Carix (America)

Carix (America)

Photograph

Anna Atkins

Maker
British, 1799–1871

Carix (America)

ca. 1850
Cyanotype
Image: 10 1/16 × 7 15/16 in. (25.5 × 20.1 cm)
Mount: 14 3/4 × 9 7/16 in. (37.5 × 24 cm)
Matted: 20 × 16 in. (50.8 × 40.6 cm)
Purchase with funds from the Ford Motor Company Fund and the Margaret T. Morris Foundation
1995.2633.0001
Inscriptions Inscribed on negative and printed on recto, BC: Carix \ (America)
Inscribed in pencil on mount recto, BR: AA.159.X
TextAnna Atkins was trained as a botanist and utilized photographic techniques to make visual records of botanical specimens. She learned about the development of photography from Willam Henry Fox Talbot, and learned to use the cyanotype process directly from its inventor Sir John Herschel. Using Herschel’s cyanotypes and Talbot's method of photogenic drawing, Atkins produced the entirely photographically printed and illustrated book "British Algae," published in sections between 1843 and 1853. “British Algae” is significant in that it marks the first known photographic work by a woman, and the first book produced entirely by photographic means.

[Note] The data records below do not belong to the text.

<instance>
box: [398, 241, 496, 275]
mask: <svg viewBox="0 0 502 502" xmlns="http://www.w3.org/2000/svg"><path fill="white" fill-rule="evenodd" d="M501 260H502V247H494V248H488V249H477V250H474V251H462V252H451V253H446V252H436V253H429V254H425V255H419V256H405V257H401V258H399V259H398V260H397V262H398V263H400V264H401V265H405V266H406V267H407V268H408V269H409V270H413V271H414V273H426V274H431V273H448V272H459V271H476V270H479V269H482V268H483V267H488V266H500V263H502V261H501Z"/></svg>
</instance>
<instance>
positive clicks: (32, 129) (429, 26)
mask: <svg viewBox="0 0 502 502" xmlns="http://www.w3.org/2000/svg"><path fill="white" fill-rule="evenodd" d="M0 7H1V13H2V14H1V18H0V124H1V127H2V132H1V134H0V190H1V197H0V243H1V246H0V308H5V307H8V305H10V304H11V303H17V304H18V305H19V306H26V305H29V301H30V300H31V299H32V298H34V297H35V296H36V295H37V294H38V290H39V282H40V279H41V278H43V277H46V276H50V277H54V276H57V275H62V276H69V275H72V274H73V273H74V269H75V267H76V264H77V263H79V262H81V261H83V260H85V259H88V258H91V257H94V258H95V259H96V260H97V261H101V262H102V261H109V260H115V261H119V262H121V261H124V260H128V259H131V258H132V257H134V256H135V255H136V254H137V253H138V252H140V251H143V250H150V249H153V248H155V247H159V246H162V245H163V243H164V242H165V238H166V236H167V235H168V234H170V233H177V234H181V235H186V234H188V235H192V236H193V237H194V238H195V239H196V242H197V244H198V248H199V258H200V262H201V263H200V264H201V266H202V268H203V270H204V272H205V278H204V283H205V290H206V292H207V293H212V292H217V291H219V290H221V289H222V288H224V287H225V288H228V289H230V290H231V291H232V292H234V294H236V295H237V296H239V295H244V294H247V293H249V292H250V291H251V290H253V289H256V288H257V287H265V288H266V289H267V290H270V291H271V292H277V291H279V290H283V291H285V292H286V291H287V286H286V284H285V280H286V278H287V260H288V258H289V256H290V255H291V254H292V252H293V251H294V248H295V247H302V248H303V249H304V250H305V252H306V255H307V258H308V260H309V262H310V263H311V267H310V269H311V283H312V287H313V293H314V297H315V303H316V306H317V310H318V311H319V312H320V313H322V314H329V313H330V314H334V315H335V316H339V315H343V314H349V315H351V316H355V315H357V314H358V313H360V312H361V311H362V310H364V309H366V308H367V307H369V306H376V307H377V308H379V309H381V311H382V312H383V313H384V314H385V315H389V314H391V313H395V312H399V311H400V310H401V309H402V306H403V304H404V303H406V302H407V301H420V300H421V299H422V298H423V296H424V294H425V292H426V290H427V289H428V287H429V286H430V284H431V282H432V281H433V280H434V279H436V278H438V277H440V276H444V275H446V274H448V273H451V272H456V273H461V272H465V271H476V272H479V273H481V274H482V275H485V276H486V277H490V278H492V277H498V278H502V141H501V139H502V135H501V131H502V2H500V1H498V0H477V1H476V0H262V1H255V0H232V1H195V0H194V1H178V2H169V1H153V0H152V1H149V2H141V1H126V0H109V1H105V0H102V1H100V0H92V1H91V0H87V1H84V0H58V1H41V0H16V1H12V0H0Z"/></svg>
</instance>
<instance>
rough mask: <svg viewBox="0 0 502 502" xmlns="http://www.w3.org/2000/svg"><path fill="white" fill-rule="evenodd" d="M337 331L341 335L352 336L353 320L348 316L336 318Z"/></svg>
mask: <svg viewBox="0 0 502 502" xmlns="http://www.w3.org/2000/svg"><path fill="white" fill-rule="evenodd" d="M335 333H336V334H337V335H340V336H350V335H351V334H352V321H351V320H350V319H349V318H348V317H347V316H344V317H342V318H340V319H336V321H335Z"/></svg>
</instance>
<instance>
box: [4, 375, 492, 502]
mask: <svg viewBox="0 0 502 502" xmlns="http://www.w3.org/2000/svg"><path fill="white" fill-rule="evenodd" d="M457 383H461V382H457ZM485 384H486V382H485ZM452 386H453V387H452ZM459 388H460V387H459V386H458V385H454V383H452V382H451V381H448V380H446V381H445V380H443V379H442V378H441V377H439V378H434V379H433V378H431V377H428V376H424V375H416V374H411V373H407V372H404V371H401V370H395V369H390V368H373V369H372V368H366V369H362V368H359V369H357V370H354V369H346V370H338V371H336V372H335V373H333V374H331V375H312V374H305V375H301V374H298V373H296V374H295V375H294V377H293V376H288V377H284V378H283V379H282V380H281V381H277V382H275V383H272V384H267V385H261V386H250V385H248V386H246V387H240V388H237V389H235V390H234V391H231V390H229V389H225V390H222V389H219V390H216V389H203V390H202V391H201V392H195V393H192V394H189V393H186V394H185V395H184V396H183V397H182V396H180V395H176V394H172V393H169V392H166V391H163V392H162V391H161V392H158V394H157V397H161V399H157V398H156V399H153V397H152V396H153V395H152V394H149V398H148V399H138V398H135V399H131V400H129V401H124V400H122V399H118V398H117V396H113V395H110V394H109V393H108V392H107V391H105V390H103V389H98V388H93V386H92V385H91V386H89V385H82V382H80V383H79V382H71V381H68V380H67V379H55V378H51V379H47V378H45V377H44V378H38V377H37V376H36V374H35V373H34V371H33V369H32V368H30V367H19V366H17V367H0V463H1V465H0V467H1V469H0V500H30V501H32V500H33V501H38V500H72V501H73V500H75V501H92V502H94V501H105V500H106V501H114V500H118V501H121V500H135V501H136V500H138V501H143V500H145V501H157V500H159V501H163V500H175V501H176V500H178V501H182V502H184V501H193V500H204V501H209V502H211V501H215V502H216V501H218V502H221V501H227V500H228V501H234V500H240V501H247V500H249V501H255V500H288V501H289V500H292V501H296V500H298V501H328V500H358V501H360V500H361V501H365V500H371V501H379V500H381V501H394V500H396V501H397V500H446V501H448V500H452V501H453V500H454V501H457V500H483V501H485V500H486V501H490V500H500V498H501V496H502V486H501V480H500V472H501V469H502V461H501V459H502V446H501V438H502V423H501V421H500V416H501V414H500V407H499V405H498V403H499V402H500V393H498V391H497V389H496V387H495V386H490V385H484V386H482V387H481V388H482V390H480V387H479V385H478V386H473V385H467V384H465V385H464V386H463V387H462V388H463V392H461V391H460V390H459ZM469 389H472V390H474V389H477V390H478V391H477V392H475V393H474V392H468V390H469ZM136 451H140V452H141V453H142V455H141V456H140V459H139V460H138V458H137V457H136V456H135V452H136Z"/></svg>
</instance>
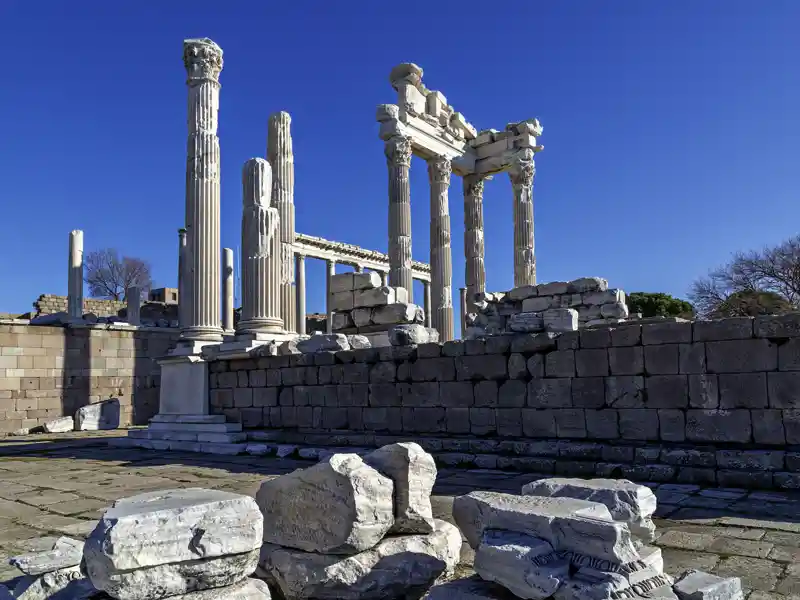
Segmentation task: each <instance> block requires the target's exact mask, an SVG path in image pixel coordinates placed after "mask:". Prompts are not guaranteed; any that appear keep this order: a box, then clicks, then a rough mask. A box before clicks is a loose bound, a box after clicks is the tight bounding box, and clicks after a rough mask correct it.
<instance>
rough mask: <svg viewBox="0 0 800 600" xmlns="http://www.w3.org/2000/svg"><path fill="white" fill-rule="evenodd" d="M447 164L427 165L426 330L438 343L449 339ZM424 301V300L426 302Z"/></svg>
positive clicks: (450, 318)
mask: <svg viewBox="0 0 800 600" xmlns="http://www.w3.org/2000/svg"><path fill="white" fill-rule="evenodd" d="M452 170H453V169H452V166H451V164H450V161H449V160H448V159H446V158H443V157H439V158H436V159H434V160H431V161H430V162H428V179H429V181H430V186H431V239H430V242H431V254H430V261H431V282H430V286H429V287H426V293H430V296H431V297H430V300H431V302H432V304H430V312H429V311H428V309H426V313H429V314H430V325H429V326H430V327H433V328H434V329H436V330H437V331H438V332H439V340H440V341H442V342H448V341H450V340H452V339H453V335H454V334H453V328H454V324H453V255H452V251H451V248H450V201H449V198H448V190H449V189H450V174H451V173H452ZM426 300H428V299H427V298H426Z"/></svg>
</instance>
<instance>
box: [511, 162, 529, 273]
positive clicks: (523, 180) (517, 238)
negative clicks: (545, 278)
mask: <svg viewBox="0 0 800 600" xmlns="http://www.w3.org/2000/svg"><path fill="white" fill-rule="evenodd" d="M535 173H536V167H535V165H534V162H533V149H531V148H523V149H521V150H519V151H518V152H517V154H516V156H515V157H514V160H513V162H512V164H511V169H509V171H508V174H509V176H510V178H511V185H512V187H513V188H514V287H519V286H521V285H536V254H535V251H534V244H533V176H534V174H535Z"/></svg>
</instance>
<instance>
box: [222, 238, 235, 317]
mask: <svg viewBox="0 0 800 600" xmlns="http://www.w3.org/2000/svg"><path fill="white" fill-rule="evenodd" d="M222 330H223V331H225V332H226V333H228V332H231V331H233V249H231V248H223V249H222Z"/></svg>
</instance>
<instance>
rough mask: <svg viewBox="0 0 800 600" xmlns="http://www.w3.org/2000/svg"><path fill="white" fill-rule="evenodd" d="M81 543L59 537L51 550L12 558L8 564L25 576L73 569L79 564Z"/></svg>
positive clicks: (80, 555)
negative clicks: (52, 571)
mask: <svg viewBox="0 0 800 600" xmlns="http://www.w3.org/2000/svg"><path fill="white" fill-rule="evenodd" d="M82 556H83V542H82V541H80V540H73V539H72V538H68V537H60V538H58V539H57V540H56V542H55V544H53V547H52V549H50V550H47V551H45V552H32V553H30V554H22V555H20V556H12V557H11V558H10V559H8V564H10V565H11V566H12V567H17V568H18V569H19V570H20V571H22V572H23V573H25V575H41V574H42V573H49V572H51V571H57V570H59V569H66V568H68V567H74V566H76V565H79V564H80V563H81V558H82Z"/></svg>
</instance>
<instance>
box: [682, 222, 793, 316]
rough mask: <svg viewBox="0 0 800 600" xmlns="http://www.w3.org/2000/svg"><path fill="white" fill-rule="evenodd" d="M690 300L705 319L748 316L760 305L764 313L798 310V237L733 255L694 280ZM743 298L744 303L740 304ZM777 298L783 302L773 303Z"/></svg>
mask: <svg viewBox="0 0 800 600" xmlns="http://www.w3.org/2000/svg"><path fill="white" fill-rule="evenodd" d="M689 298H690V300H691V301H692V303H693V304H694V306H695V308H696V309H697V311H698V313H699V314H700V315H701V316H704V317H712V316H735V315H736V314H739V313H742V314H751V313H752V311H753V310H758V309H757V306H762V305H763V308H764V310H766V309H768V307H778V306H782V307H784V310H785V309H787V308H795V307H797V305H798V303H800V236H795V237H793V238H791V239H788V240H786V241H784V242H782V243H780V244H779V245H777V246H774V247H765V248H763V249H762V250H752V251H749V252H739V253H736V254H734V255H733V257H732V258H731V261H730V262H729V263H728V264H727V265H725V266H723V267H720V268H718V269H715V270H713V271H711V272H710V273H709V274H708V276H706V277H702V278H700V279H698V280H697V281H695V282H694V283H693V284H692V288H691V292H690V294H689ZM743 298H746V299H747V301H746V302H742V299H743ZM754 299H755V300H756V301H754ZM780 299H782V300H783V301H784V303H781V302H776V300H780ZM776 309H777V308H776Z"/></svg>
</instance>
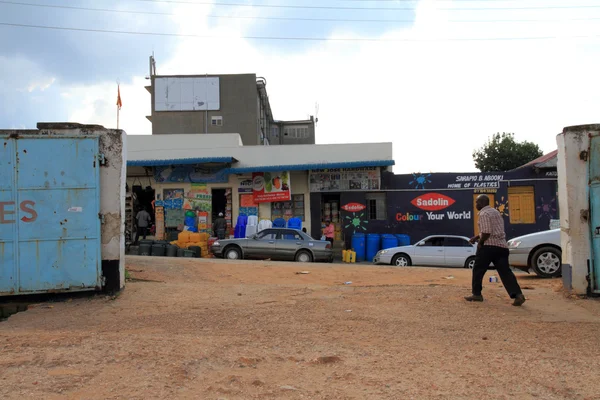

(HoP rotation 11, Rachel Andrews)
Anna Atkins used a cameraless technique known as photogenic drawing to document botanical specimens in the British Isles. This early photographic method involved placing objects on top of photochemically treated paper and exposing it to sunlight. She learned the process from William Henry Fox Talbot, who was one of the first people to experiment with light-sensitive materials on paper. Atkins printed the botanical specimens as cyanotypes, a photographic process that utilizes iron salts that form the Prussian blue pigment. Not only was Atkins the first person to ever use photographic materials for a scientific study of the natural world, but she was also the first to produce an entirely photographic publication, titled British Algae.